Returning to behold the sky in my garden 

Dang Mau Tuu doesn’t paint Hue gardens filled with fragrant flowers and sweet fruits, but he paints the calmness of people in ancient gardens. In his paintings, gardens not only have trees but also give shades for recollections and preserve the leisurely pace of life in Hue.

In public eyes, Hue is often depicted as a place, light purple in color, with lengthened rains and the Perfume river flowing as slowly as a poetry line which is forgotten. But to a man who lives in the ancient capital like Dang Mau Tuu, Hue isn’t merely a former imperial capital, but a mystical garden where nature and people blend. It is the city that nourishes his art. In his paintings like “Mua hoa cai ben song”, “Gap em di le sang som nay”, “No thi nhan”, “Mua hoa phuong vy” are surreal Hue gardens filled with memories. The Hue garden can be found through the girl, the window, the cloud, or the sunset.

Hue gardens in Dang Mau Tuu’s paintings are the combination of poetry and painting, reality and memory.

 Birds singing in the ancient garden

In the painting “Tieng chim vuon cu”, Dang Mau Tuu doesn’t merely paint the garden; he paints his nostalgia for Hue embodied by the green color and the standing figure of a girl in a deep green ao dai listening to or following the birds singing in the distance. The painting is wrapped in green color, evoking both the feelings of freshness and distance like shattered pieces of the old garden in memory. Yellow and earthy brown colors are added, representing scattered rays of sunset among leaves, suggesting the soft melancholy of the afternoon in Hue. The artist doesn’t paint birds, but lets the viewer feel their singing. That is the subtlety of expressive art: painting the unseen so the viewer may feel. The birdsong here is not present-day sounds, but a call from the past. “Tieng chim vuon cu” is a visual poem, where invisible sounds, quiet memory, and nature merge in a very Hueish manner.
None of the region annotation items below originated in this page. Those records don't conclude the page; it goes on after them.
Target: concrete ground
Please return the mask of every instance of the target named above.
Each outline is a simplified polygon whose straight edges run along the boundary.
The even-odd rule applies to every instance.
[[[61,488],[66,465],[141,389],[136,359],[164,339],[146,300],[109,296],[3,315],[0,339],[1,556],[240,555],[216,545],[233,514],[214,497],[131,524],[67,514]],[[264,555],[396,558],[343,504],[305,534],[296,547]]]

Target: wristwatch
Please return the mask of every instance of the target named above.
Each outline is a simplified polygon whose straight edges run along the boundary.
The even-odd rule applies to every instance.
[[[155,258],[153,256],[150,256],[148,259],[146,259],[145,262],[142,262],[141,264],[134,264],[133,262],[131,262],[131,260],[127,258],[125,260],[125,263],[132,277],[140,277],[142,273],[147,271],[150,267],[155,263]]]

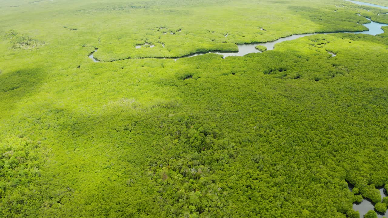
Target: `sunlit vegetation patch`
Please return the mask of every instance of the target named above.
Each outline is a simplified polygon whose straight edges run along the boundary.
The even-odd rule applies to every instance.
[[[12,44],[12,48],[31,49],[45,43],[44,42],[40,42],[13,30],[9,31],[5,34],[5,37]]]
[[[69,29],[69,30],[78,30],[78,29],[77,29],[75,27],[68,27],[67,26],[64,26],[63,27],[63,28],[65,28],[65,29]]]
[[[260,50],[262,52],[264,52],[267,50],[267,47],[264,46],[264,45],[258,45],[256,46],[256,47],[255,47],[255,48],[256,48],[256,49]]]
[[[388,187],[383,35],[315,35],[225,59],[86,55],[236,50],[237,42],[356,29],[367,10],[123,1],[152,6],[74,16],[116,7],[106,2],[45,1],[0,15],[2,29],[50,42],[0,43],[0,217],[358,218],[353,204],[364,197],[385,209],[376,188]],[[136,48],[146,43],[155,46]]]

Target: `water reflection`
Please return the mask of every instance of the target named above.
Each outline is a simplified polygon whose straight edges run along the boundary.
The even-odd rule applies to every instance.
[[[354,186],[350,184],[349,184],[349,189],[351,191]],[[383,187],[378,187],[377,188],[380,191],[381,196],[381,199],[384,197],[387,197],[386,192],[384,190]],[[377,211],[374,209],[374,204],[370,199],[364,199],[360,203],[354,203],[353,204],[353,209],[356,211],[358,211],[360,213],[360,218],[364,217],[364,215],[368,213],[370,210],[374,210],[377,214],[377,217],[378,218],[383,218],[384,216],[388,216],[388,213],[386,212],[385,213],[383,213]]]
[[[380,8],[382,8],[384,9],[388,9],[388,7],[386,7],[385,6],[383,6],[381,5],[375,5],[374,4],[371,4],[371,3],[367,3],[366,2],[357,2],[357,1],[352,1],[352,0],[346,0],[348,2],[350,2],[355,4],[357,4],[357,5],[367,5],[368,6],[371,6],[372,7],[376,7]],[[368,11],[369,11],[368,10]]]

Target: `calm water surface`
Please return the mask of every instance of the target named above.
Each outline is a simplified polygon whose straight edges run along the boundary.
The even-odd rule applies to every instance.
[[[388,9],[388,7],[386,7],[385,6],[383,6],[381,5],[374,5],[374,4],[371,4],[369,3],[366,3],[365,2],[357,2],[356,1],[352,1],[351,0],[346,0],[359,5],[366,5],[370,6],[378,7],[382,9]],[[368,19],[369,21],[371,21],[370,19],[367,18],[366,18],[367,19]],[[370,35],[377,35],[377,34],[379,34],[380,33],[384,33],[384,31],[382,29],[381,29],[381,27],[388,26],[388,24],[378,23],[374,21],[371,21],[370,23],[367,23],[362,25],[367,28],[369,29],[369,30],[368,30],[367,31],[363,31],[362,32],[341,32],[341,33],[363,33],[364,34],[369,34]],[[160,57],[160,58],[158,58],[159,59],[174,59],[175,61],[176,61],[177,59],[179,59],[180,58],[190,57],[191,57],[203,55],[204,54],[208,54],[208,53],[213,53],[213,54],[220,54],[223,55],[224,58],[229,56],[242,56],[247,54],[249,54],[250,53],[262,52],[261,51],[258,50],[256,49],[256,48],[255,48],[255,47],[256,47],[256,46],[258,45],[263,45],[267,47],[267,50],[272,50],[274,49],[274,47],[275,46],[275,45],[279,42],[282,42],[293,40],[301,37],[303,37],[303,36],[310,36],[311,35],[315,35],[316,34],[326,34],[328,33],[306,33],[304,34],[294,34],[293,35],[291,35],[291,36],[289,36],[285,37],[280,38],[279,39],[277,39],[275,41],[273,41],[272,42],[262,42],[259,43],[237,44],[237,47],[238,47],[239,49],[239,50],[238,52],[229,52],[229,51],[223,52],[221,51],[210,51],[206,52],[197,52],[196,53],[194,53],[193,54],[189,55],[183,57],[174,57],[174,58]],[[225,37],[227,37],[228,36],[228,34],[227,33],[226,35],[225,35]],[[164,44],[163,44],[163,47],[165,47]],[[151,47],[153,47],[154,46],[154,45],[153,45],[153,46],[151,46]],[[138,46],[138,47],[140,47],[140,46]],[[138,48],[137,47],[137,48]],[[99,62],[100,61],[99,61],[95,59],[93,57],[93,54],[97,50],[97,49],[96,49],[96,50],[95,51],[92,52],[92,53],[89,55],[89,57],[93,59],[93,61],[95,62]],[[335,55],[334,54],[332,54],[333,55],[333,57],[335,56]]]
[[[350,187],[349,189],[351,190],[352,189]],[[386,192],[384,191],[384,189],[382,187],[379,187],[378,189],[380,191],[382,200],[383,197],[387,197]],[[374,204],[372,201],[369,199],[364,199],[362,200],[362,202],[360,204],[353,204],[353,209],[356,211],[358,211],[360,213],[360,218],[363,218],[364,215],[370,210],[374,210],[377,213],[377,217],[378,218],[383,218],[384,216],[388,216],[388,213],[387,212],[386,212],[385,213],[382,213],[375,210]]]
[[[371,6],[372,7],[376,7],[380,8],[383,8],[384,9],[388,9],[388,7],[386,7],[385,6],[383,6],[381,5],[375,5],[374,4],[371,4],[371,3],[367,3],[366,2],[357,2],[357,1],[352,1],[352,0],[346,0],[348,2],[350,2],[355,4],[357,4],[357,5],[367,5],[368,6]]]

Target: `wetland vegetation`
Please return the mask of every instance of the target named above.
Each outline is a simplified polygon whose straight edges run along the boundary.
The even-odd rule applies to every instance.
[[[0,10],[0,217],[386,216],[387,33],[314,33],[366,31],[388,10],[340,0]]]

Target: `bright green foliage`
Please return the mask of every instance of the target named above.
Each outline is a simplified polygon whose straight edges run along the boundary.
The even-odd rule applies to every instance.
[[[36,39],[18,33],[14,30],[10,30],[6,33],[5,36],[12,44],[13,48],[32,49],[42,44]]]
[[[387,205],[388,205],[388,197],[383,197],[382,202],[385,204]]]
[[[0,40],[0,216],[356,218],[360,197],[346,181],[380,197],[388,38],[316,35],[224,59],[87,57],[95,47],[105,61],[173,57],[360,30],[366,9],[111,2],[0,3],[1,29],[47,42]],[[155,46],[135,48],[146,43]]]
[[[378,202],[376,203],[376,204],[374,206],[374,208],[377,211],[384,213],[387,210],[387,205],[385,203]]]
[[[364,215],[364,218],[377,218],[377,214],[373,210],[370,210]]]
[[[353,200],[353,202],[356,203],[361,203],[362,201],[363,200],[364,200],[364,198],[362,197],[362,196],[361,195],[357,195],[354,196],[354,198]]]
[[[267,47],[264,46],[264,45],[257,45],[256,47],[255,47],[255,48],[256,48],[257,49],[258,49],[259,50],[260,50],[262,52],[264,52],[267,50]]]
[[[361,185],[359,187],[360,192],[364,197],[370,199],[375,203],[381,201],[381,196],[380,192],[375,187],[374,185]]]
[[[355,211],[353,209],[350,209],[348,211],[346,215],[350,218],[360,218],[360,213]]]

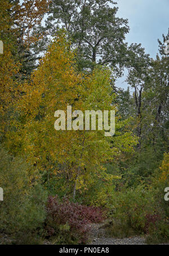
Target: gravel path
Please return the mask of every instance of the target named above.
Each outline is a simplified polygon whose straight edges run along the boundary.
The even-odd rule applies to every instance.
[[[107,237],[104,228],[104,223],[90,224],[90,245],[145,245],[144,237],[135,236],[122,239]]]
Kim Long, well known for its beam houses with Areca palms, green hedges, and bell sounds from pagodas, is depicted not descriptively, but emotionally. It can be recognized by a lane, a tiled roof, a trellis of flowers, and a path leading into a private realm, “the realm of Hue gardens”. His colors do not remain static; they move and blend. It is as if the sunlight is broken by the wind on moist ground. That is not merely a painting of a Hue garden; it’s a painting of the soul of sunlight. There, sunlight becomes emotion, which only those who deeply love Hue can understand: radiant, profound, and thoughtful.

 Sunlight in Kim Long gardens 

The Hue garden in Dang Mau Tuu’s paintings is not to display but for people to hide themselves. It’s just like Hue people who lead quiet gentle lives. His paintings captivate the viewer not by shouting colors, but by the dreamy calm world, half real, half surreal. 

I always remember the painting “Ve lai nhin troi o khu vuon nha minh”. It’s the lively beauty of the dream of returning to one’s homeland. The painting opens up a lush garden. There, a woman in a white ao dai is lying on the grass with her arms resting over her head as if she’s opening her heart to the sky above the leafy canopy. Her body is stretching in a relaxing way after a very long journey. It is as if she were dissolving herself into nature, which is possible only in one’s home. The painting is the reflection on faithfulness.

In a world disturbed by velocity and technology, Dang Mau Tuu’s paintings of Hue gardens are invitations to return, not to a specific place, but toward the inside. The Hue garden in his paintings is a symbol of memory, a lifestyle in harmony with nature which has been preserved now and forever.